Rev. Bridge said Circle Process allows for listening. “I think listening is often missed in good communication and in relationship building and team building,” she said.
“I think people will come away feeling that new relationships have been built, that commonalities in vision will emerge, and that a lot of healing – for many reasons – will take place,” Rev. Bridge said. “And hopefully people will sense and feel God's grace and God's presence in all of it.”
The Rev. Althea Jackson, who serves in the Rhode Island/Southeastern Mass. District, will be a facilitator for the first time, but has participated in Circle
Process. She said the divisive tenor of public discourse helped motivate her to become a facilitator.
“I'm hoping when we do the circle conversations we remember we’re not the culture, we’re Christians, and we treat each other accordingly,” Rev. Jackson said. “Anything I can do to get us to that goal of treating each other like Christians, I am willing to do. I would like to see us treat each other like we know we’re children of God. And for me, that means coming out of a quiet place and standing up. If I can do this and it helps, then well and good.”
Rev. Jackson said her church used the process to discuss how some endowment funds would be used. A key to making it work, she said, is understanding the circle is a covenant.
“If you keep in mind that this is a sacred moment under a solemn covenant that you make with each other, then it's a little bit more difficult to mistreat or silence another voice,” she said.
“My belief is once you come into a covenant, even if it's for 2 minutes, there's still a lingering connection,” Rev. Jackson said. “And I am hoping a connection is made throughout the conference so that we can do work of holy conferencing and do it in a way that lets Christ shine through … so, bless our hearts, when we get to the floor we remember ‘hey, I had a covenant with this person; I remember that this person is a child of God just like me and their opinions matter.”
Rev. Bentum said the Circle Process team hopes participants will bring this experience back to their churches.
“Part of what we're trying to do is teach a method of communication to our churches,” he said. “It's not just a conversation, but also a way to teach them a tool.”
Rev. Bridge agrees, saying that she used it when she first came to her current church eight years ago after the pastor had been removed.
“I went in not knowing what issues were. Within one meeting, I knew there had been a tremendous hurt,” she said. “I didn't know what to do.
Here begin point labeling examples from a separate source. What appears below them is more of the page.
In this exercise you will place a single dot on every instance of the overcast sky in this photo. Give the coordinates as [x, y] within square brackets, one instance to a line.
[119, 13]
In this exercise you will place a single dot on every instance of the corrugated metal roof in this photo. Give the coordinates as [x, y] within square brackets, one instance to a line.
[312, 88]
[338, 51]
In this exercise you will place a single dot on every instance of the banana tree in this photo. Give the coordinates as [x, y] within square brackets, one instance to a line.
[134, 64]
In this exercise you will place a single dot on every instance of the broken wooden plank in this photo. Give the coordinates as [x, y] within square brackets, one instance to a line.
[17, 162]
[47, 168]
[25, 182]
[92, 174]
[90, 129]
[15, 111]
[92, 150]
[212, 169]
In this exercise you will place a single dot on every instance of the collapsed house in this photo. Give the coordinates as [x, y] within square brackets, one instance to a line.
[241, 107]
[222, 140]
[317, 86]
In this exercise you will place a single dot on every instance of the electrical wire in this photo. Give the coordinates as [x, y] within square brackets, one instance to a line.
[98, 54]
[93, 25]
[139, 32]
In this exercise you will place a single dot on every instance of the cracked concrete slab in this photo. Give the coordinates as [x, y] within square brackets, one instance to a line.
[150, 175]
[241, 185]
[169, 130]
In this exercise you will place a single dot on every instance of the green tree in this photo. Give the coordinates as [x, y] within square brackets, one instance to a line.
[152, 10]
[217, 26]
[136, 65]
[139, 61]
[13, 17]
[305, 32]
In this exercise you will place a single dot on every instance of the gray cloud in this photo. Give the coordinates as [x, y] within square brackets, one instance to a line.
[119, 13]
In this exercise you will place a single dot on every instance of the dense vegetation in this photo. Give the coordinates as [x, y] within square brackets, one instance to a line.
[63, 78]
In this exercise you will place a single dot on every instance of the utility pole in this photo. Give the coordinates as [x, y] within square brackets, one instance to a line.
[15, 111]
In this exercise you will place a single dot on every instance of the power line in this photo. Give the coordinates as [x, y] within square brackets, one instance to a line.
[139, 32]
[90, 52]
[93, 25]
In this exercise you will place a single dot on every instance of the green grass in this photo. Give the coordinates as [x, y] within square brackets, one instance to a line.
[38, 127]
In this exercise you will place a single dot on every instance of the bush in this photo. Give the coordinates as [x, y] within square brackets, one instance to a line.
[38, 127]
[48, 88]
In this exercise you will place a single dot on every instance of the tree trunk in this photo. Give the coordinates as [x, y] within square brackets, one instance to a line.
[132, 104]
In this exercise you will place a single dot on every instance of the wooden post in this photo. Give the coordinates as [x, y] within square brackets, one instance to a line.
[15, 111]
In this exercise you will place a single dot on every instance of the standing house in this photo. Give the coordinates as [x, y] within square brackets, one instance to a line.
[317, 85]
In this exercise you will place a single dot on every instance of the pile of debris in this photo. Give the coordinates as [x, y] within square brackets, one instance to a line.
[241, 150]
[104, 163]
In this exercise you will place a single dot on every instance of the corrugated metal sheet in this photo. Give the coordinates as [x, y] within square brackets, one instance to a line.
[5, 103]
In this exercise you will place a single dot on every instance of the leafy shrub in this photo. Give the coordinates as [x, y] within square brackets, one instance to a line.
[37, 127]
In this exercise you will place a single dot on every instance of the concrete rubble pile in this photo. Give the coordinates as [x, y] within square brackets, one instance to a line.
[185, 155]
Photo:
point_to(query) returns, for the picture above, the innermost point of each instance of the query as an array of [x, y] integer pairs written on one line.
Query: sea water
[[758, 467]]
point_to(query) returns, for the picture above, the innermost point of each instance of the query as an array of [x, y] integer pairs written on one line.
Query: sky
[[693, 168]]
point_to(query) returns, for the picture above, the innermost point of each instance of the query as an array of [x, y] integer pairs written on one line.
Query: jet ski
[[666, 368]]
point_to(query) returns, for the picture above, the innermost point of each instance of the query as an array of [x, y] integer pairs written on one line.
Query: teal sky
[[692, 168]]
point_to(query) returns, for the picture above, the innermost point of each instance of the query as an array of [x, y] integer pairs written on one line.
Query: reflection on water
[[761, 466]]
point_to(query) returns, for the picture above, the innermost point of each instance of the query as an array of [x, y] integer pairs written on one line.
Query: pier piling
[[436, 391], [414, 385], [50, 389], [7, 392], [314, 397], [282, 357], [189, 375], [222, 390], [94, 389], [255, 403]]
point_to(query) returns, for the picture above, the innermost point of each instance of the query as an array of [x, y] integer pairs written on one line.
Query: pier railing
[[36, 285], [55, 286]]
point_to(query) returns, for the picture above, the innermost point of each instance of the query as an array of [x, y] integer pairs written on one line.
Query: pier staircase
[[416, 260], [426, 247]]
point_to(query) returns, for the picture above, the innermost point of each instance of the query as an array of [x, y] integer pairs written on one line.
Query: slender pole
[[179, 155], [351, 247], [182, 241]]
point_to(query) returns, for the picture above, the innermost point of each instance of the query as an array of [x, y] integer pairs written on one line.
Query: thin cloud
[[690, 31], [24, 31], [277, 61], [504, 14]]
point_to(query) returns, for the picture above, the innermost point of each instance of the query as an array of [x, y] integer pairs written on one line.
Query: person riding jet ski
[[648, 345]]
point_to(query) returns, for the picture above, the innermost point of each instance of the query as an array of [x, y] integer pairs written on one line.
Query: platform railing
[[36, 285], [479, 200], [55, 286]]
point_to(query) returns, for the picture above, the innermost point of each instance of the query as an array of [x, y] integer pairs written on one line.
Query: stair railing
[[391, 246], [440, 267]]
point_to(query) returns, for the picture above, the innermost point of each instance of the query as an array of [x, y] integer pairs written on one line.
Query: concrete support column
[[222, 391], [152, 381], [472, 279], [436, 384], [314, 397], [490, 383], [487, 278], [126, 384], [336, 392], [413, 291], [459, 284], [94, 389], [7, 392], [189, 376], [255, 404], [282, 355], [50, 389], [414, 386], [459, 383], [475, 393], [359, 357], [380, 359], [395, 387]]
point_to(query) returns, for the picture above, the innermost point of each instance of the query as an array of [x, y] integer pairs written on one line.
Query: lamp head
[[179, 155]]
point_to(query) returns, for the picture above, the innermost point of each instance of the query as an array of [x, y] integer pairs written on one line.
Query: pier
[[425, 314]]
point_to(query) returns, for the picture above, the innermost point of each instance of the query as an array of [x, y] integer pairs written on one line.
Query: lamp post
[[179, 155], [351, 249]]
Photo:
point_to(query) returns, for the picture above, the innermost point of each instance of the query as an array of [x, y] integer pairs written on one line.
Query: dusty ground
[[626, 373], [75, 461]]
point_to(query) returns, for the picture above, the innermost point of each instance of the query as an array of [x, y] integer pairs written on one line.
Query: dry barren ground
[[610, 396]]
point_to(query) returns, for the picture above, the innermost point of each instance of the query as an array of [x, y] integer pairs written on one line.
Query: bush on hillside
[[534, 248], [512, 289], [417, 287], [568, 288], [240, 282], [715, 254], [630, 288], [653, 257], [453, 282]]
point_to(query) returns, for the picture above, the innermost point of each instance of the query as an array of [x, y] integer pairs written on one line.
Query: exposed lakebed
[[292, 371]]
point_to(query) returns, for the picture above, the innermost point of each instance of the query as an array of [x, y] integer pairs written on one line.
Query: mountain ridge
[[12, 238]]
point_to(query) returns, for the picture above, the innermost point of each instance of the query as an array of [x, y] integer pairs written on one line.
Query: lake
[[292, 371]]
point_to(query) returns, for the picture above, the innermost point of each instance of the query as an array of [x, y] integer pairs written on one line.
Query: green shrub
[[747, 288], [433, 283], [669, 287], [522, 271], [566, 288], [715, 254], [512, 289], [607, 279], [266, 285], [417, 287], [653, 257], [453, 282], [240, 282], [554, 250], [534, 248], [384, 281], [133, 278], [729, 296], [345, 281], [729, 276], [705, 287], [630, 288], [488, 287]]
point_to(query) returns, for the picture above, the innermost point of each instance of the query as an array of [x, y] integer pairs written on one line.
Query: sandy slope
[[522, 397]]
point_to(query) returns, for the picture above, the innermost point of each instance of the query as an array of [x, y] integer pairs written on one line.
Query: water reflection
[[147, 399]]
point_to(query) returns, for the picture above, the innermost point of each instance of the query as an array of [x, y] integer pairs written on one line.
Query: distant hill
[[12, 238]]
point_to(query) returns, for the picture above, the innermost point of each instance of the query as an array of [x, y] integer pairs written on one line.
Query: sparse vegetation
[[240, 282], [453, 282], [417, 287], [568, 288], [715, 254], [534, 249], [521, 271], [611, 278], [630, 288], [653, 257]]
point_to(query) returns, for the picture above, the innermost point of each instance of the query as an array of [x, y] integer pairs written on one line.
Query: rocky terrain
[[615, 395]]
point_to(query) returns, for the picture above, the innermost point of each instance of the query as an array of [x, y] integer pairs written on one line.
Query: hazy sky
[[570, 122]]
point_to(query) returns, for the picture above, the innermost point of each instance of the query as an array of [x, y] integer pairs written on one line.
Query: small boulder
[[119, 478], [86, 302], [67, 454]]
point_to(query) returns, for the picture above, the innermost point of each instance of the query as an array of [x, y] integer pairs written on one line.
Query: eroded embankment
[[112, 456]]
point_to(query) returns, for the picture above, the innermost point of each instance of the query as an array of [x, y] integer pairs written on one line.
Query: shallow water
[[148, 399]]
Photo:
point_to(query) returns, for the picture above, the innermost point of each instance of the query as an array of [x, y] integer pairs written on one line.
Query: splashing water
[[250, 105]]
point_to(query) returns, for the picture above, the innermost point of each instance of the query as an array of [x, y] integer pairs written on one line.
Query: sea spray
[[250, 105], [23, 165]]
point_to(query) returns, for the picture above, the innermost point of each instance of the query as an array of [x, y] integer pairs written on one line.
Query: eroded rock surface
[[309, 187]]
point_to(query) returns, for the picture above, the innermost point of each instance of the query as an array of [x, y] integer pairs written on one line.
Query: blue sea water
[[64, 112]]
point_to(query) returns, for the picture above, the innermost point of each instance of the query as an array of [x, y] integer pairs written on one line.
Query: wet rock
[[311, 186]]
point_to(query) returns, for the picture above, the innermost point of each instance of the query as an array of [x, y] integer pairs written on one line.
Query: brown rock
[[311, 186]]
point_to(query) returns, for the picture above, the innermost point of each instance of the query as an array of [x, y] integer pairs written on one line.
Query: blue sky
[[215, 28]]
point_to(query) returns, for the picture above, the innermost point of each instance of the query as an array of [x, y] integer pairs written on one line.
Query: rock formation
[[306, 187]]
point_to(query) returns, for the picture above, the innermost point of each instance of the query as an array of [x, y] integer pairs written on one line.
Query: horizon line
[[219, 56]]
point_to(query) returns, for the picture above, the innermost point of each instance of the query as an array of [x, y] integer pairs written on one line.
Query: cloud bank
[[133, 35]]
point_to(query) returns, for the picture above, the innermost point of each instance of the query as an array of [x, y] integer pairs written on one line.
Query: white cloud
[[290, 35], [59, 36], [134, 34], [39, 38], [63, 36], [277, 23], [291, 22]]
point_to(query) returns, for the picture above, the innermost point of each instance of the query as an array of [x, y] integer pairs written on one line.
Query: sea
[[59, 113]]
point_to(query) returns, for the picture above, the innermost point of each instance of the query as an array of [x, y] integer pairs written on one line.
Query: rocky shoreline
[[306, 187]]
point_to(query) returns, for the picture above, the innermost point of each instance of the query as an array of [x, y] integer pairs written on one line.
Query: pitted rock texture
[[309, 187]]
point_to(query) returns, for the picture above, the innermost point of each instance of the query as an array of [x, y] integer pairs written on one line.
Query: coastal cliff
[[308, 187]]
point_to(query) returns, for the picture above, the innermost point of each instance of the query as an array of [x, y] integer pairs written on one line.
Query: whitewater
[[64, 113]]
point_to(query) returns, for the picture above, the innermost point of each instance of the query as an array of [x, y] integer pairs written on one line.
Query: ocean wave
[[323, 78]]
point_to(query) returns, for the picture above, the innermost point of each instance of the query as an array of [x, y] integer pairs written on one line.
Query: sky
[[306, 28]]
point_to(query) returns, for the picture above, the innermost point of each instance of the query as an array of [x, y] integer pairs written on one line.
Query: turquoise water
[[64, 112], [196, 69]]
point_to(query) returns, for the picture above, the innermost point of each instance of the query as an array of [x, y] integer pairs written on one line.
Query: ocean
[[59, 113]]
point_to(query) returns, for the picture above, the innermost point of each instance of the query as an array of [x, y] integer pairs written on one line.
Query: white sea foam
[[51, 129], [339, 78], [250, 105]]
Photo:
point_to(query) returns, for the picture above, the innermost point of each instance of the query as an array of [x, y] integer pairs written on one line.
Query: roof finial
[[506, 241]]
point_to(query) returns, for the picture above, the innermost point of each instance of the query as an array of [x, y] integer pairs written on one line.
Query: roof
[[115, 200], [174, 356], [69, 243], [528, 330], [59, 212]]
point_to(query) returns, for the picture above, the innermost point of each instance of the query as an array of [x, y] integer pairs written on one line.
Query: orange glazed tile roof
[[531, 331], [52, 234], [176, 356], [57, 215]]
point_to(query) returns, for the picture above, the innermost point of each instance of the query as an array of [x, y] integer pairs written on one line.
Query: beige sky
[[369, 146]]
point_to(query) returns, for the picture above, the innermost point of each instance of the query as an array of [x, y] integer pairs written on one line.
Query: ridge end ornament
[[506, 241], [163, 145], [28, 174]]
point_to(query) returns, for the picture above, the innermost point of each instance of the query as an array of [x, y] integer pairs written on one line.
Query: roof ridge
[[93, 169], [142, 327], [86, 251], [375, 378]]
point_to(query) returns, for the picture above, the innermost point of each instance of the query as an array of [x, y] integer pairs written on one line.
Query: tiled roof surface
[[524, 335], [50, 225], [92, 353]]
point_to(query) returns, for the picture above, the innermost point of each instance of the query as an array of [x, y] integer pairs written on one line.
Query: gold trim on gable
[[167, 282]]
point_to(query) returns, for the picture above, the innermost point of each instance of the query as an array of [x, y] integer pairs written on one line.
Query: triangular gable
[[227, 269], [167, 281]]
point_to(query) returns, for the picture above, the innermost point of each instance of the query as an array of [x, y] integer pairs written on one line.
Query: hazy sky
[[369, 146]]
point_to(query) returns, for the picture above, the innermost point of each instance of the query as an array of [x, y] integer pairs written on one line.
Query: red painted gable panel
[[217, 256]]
I literally had no other tool in my toolbox except the Circle Process. So that's exactly what I did. I think first question I asked was not: ‘How have you been hurt?’ but ‘Where do you feel the presence of the Holy Spirit?’”
The process made a difference, Rev. Bridge said.
“Over the years, it's amazing how many people who were part of that circle in first week have brought it up and mentioned they walked away from that with a great sense of peace and a sense of healing,” she said.
Vision for Circle Process
Rev. Bentum, who serves on the Board of Ordained Ministry, was approached to be part of the Circle Process team by BOM Co-Chair Yoo-Yun Cho-Chang. He said Rev. Cho-Chang’s vision for the process is inspiring and will, he thinks, make it a successful experience.
“This whole idea did not come out of the Sessions Committee, not out of any leadership except for Yoo-Yun, who had this dream to do this and assembled a group,” Rev. Bentum said. “This is a lateral move – not a top-down or bottom-up move, but leadership taking responsibility and moving us ahead.
“I think that makes the experience more powerful – when you know this is someone’s vision. We’re not desperate to find something to do; we’re not required to this – it's somebody’s vision and we’re living it out. To me, that says a lot.”